Later, I was at one with the "Where's Their Vote" crowd, the women with their green manicures, clutches and dresses, the men with their t-shirts, wristbands and bandanas. Not everyone outfitted in the color de jour, but for those of us who were slaves to it, green street fashion gave us a way to say we are here and we are one and we support reform in Iran.
By summer's end, I decided I looked just fine in green. The right green -- more an emerald, like something for St. Patrick's Day, than a lime or chartreuse -- is strong enough to stand up to my olive complexion, even complements the green in my eyes. Though I am not one for Christmas sweaters, I may even add some green cashmere to my holiday repertoire. I get it.
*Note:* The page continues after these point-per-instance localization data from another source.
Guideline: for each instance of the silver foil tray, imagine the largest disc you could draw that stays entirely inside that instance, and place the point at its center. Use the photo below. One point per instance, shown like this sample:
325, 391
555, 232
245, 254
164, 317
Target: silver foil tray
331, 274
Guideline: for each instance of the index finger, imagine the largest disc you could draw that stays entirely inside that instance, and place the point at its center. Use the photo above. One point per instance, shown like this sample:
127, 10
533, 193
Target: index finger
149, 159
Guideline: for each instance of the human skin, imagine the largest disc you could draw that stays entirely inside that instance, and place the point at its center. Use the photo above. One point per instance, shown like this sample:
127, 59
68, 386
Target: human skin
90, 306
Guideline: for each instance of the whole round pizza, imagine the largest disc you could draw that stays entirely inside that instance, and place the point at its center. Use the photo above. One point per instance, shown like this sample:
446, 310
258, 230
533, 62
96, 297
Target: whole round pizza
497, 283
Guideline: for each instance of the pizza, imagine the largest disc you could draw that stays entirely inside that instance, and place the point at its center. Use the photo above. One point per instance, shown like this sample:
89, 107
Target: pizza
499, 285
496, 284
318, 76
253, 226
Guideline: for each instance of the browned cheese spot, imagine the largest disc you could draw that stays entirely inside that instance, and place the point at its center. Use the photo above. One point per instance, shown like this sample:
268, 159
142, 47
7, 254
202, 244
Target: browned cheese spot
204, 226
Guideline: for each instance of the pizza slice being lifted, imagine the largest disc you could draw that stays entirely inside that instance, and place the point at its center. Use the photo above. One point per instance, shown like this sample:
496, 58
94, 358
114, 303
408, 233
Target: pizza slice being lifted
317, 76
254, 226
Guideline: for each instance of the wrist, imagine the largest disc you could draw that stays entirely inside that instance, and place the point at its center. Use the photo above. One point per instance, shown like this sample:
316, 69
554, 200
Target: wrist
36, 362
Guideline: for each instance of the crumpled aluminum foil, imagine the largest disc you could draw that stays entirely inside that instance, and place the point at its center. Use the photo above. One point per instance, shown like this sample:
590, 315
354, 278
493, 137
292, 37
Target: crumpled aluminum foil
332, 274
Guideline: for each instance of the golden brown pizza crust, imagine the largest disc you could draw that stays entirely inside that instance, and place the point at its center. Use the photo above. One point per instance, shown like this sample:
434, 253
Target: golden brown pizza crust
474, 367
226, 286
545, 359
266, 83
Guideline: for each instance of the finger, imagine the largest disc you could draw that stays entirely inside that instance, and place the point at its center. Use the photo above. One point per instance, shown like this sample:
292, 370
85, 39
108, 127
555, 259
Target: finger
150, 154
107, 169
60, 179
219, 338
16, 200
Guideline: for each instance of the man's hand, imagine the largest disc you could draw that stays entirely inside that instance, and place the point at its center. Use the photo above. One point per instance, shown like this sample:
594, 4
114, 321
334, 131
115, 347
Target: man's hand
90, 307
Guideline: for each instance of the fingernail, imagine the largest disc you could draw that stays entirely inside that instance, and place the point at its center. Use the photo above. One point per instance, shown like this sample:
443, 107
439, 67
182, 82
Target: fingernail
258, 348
But months later, President Mahmoud Ahmadinejad confirmed, I did not anticipate that every time I saw green clothing I would feel this pang. On vacation in Marbella's Puerto Banus, Spain, I saw the Lanvin storefront all done up with mannequins in green trench coats, dresses and matching leather bags. I stopped, as if caught somewhere else, surreal.
This morning on the Today Show, Natalie Morales wore a brilliant green silk shirt, but all I could see was Iran. I realize that I have come to associate the color with the people of Iran protesting the 2009 election on the streets, just as calamine-pink brings to mind participants in the Avon walks for breast cancer, or bellbottoms, tie-die shirts and peace signs brings back anti-Vietnam protestors in the 60's.
Maybe it is just me. But at the end of August, some participants at the Montreal World Film Festival, including Jafar Panahi -- acclaimed Iranian filmmaker and this year's jury president -- walked down the red carpet in long, elegant green Pashmina scarves.
That color again.
Fashion sometimes has a way of getting under the skin.